Chihiro/Sen: la piccola Chihiro (Sen nel mondo degli spiriti) è la protagonista indiscussa della pellicola, ancora prima di diventarlo del tutto una volta trasformati i suoi genitori. Dal carattere forte, nonostante la sua natura fragile, non solo sarà in grado di rimboccarsi le maniche e di andare incontro a sfide pericolose e sconosciute, ma troverà il buono anche in una (dis)avventura come quella che si è ritrovata a vivere. Modello indiscusso della mia infanzia e tutt’ora attuale nel suo essere audace e pronta a rischiare per aiutare gli altri più che se stessa.

Kohaku/Haku: inizialmente presentato come un coetaneo di Chihiro dai poter incredibili e aiutante della temibile Yubaba, si rivela essere lo spirito del fiume Kohaku caduto nella trappola di Yubaba e immemore della sua vera identità. Inoltre, il suo mettersi costantemente al fianco della protagonista, volendole fin troppo bene fin da subito, ha una spiegazione: in realtà Kohaku ha già incontrato la piccola tanti anni prima. Più precisamente, quando era ancora un fiume aveva salvato Chihiro da un annegamento nelle sue acque, permettendole di sopravvivere. Il legame con la nostra piccola protagonista, anche prima di questa rivelazione, è profondo e immacolato; una sorta di amore platonico che ha tanto da dare allo spettatore.

Senza-Volto: personaggio emblematico, uno di quelli che mi traumatizzò maggiormente da piccola, è uno spirito ritenuto da Yubaba e dagli altri profondamente pericoloso in quanto visto come colui che, essendo senza identità, attinge da quella degli altri. Ma proprio attraverso Chihiro scopriremo quanto la sua vera natura possa essere tutto l’opposto. La piccola mostra attenzione e gentilezza all’ospite inaspettato che in cambio pensa di dover dare qualcosa (pepite d’oro), proprio per convincerla a dedicargli più tempo. Immerso in un mondo carico di avidità e di denaro, Senza-Volto è costretto a essere cattivo, ma con Chihiro, la cui attenzione non richiede alcun ritorno personale, lo spirito può essere se stesso, il che può sembrare un paradosso per un Senza-Volto, ma non lo è).

La città incantata
Senza-Volto e Chihiro.

Yubaba: sicuramente una delle cattive da temere maggiormente nella storia dell’animazione (o forse è sempre la me bambina che parla). Padrona dei bagni termali e di tutti coloro che ci lavorano, basa la sua intera esistenza sull’esigere efficienza e totale dedizione al lavoro. Minaccia chiunque, tiene tutti in un pugno con il solo sguardo ed è sicuramente una delle creature più potenti di tutto il film. L’opposto rispetto alla sua sorella gemella Zeniba, uguale nell’aspetto, ma non nella natura, che vive in modo semplice in una piccola casetta nel mezzo del nulla e che detesta la crudeltà e l’avidità di sua sorella.

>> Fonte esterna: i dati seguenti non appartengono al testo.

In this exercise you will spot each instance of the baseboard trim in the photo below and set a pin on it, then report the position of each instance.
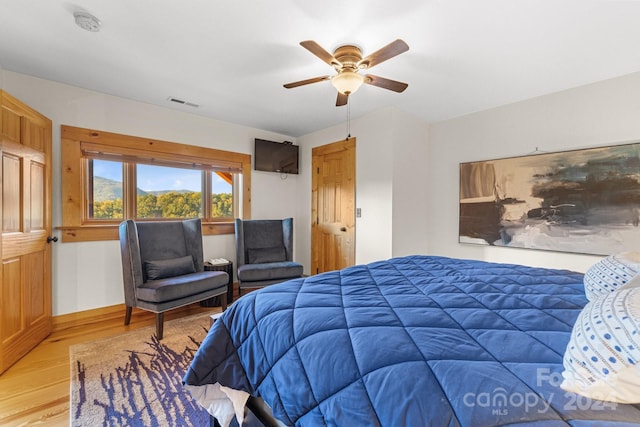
(70, 320)
(97, 315)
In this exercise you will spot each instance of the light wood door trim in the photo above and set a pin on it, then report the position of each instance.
(333, 206)
(25, 217)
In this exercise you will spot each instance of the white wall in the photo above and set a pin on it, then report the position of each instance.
(390, 191)
(407, 172)
(88, 275)
(599, 114)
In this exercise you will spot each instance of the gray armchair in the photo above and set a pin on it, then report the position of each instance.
(264, 252)
(163, 267)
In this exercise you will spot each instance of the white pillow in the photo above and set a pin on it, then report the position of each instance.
(602, 360)
(611, 273)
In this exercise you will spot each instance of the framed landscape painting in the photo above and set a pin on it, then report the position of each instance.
(583, 201)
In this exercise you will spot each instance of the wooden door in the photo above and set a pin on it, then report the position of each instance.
(333, 206)
(25, 209)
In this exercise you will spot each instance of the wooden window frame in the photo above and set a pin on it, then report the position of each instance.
(75, 142)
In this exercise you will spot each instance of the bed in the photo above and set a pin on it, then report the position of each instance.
(409, 341)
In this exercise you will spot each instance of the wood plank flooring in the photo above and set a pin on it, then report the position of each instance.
(35, 391)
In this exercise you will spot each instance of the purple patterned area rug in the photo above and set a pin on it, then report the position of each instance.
(133, 379)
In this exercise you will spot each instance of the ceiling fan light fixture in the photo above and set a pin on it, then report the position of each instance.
(347, 82)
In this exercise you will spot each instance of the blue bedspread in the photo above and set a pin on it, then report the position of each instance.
(410, 341)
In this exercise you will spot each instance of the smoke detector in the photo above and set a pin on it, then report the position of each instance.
(87, 21)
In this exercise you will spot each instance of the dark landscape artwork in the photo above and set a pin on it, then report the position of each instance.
(582, 201)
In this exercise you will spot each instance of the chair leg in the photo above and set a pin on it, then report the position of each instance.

3. Conlusione – Perché La città incantata è un capolavoro

La pellicola di Miyazaki, come abbiamo appena visto, ha veramente fin troppo da dare a noi spettatori. Ma non è questo il punto del suo essere un capolavoro: non è il semplice fatto che riesca a trasmetterci così tanto a renderlo tale, bensì il modo in cui riesce a trasmetterlo.

Con un’eleganza mai vista prima, La città incantata sa creare un mondo intricato, ma perfettamente funzionante da un punto di vista narrativo e, non da meno, emotivo. Riesce a unire perfettamente la tradizione giapponese, parte cruciale di tutta la trama, con emozioni semplici, naturali e spontanee, al fianco di temi non da poco come l’importanza della propria identità, della tradizione, della gentilezza verso il prossimo.

Da recuperare se non lo avete mai visto, da rivedere nel caso lo abbiate già fatto.